NPC intracellular cholesterol transporter 1 (NPC1)-mediated cholesterol export from lysosomes

Abstract

Low-density lipoprotein particles are taken up by cells and delivered to the lysosome where their cholesterol esters are cleaved off by acid lipase. The released, free cholesterol is then exported from lysosomes for cellular needs or storage. This article summarizes recent advances in our understanding of the molecular basis of cholesterol export from lysosomes. Cholesterol export requires NPC intracellular cholesterol transporter 1 (NPC1) and NPC2, genetic mutations of which can cause Niemann-Pick type C disease, a disorder characterized by massive lysosomal accumulation of cholesterol and glycosphingolipids. Analysis of the NPC1 and NPC2 structures and biochemical properties, together with new structures of the related Patched (PTCH) protein, provides new clues to the mechanisms by which NPC proteins may function.

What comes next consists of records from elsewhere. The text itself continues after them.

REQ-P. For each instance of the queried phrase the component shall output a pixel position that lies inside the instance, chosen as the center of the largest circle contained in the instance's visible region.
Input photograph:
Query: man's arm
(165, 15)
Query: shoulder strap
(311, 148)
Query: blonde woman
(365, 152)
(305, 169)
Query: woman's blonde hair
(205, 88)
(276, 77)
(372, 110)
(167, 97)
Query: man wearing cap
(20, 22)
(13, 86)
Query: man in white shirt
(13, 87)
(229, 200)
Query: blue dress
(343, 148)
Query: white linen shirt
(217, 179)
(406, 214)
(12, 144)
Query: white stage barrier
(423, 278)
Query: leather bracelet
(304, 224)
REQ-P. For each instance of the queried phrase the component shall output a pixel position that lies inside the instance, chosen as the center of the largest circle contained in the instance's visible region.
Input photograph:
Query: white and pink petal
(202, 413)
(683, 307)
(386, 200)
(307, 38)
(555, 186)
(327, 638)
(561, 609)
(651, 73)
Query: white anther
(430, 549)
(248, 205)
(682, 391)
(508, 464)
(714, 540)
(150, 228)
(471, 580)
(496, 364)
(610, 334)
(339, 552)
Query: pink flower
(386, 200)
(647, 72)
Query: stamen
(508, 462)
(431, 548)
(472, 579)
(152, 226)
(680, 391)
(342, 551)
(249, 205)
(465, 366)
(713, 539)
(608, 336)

Keywords: Hedgehog; NPC intracellular cholesterol transporter; NPC1; NPC2; Niemann-Pick C disease; Patched; cholesterol; cholesterol transport; cholesterol-binding protein; low-density lipoprotein (LDL); lysosome; lysosomes; sterol metabolism; transporter.

Figure 1.

Structures of NPC1, NPC2 and PTCH proteins. A, NPC1 bound to NPC2 (24). Lumenal domains 1, 2, and 3 are shown in red, blue, and yellow, respectively; NPC2 with bound cholesterol is shown in green. B, NPC1 structure (22) onto which peptides (red) are mapped that could be crosslinked to a clickable, photocrosslinker (32). Note that the entire peptide is shown, rather than the precise site of crosslinking. C, PTCH structure with bound, palmitoylated Sonic hedgehog (red) (29). Note the palmitoyl moiety that reaches deep into the core of the protein.

Figure 2.

Structures of cholesterol and related molecules discussed herein. Numbers refer to the adjacent carbon atom. Orange dashed circles highlight major differences compared with cholesterol.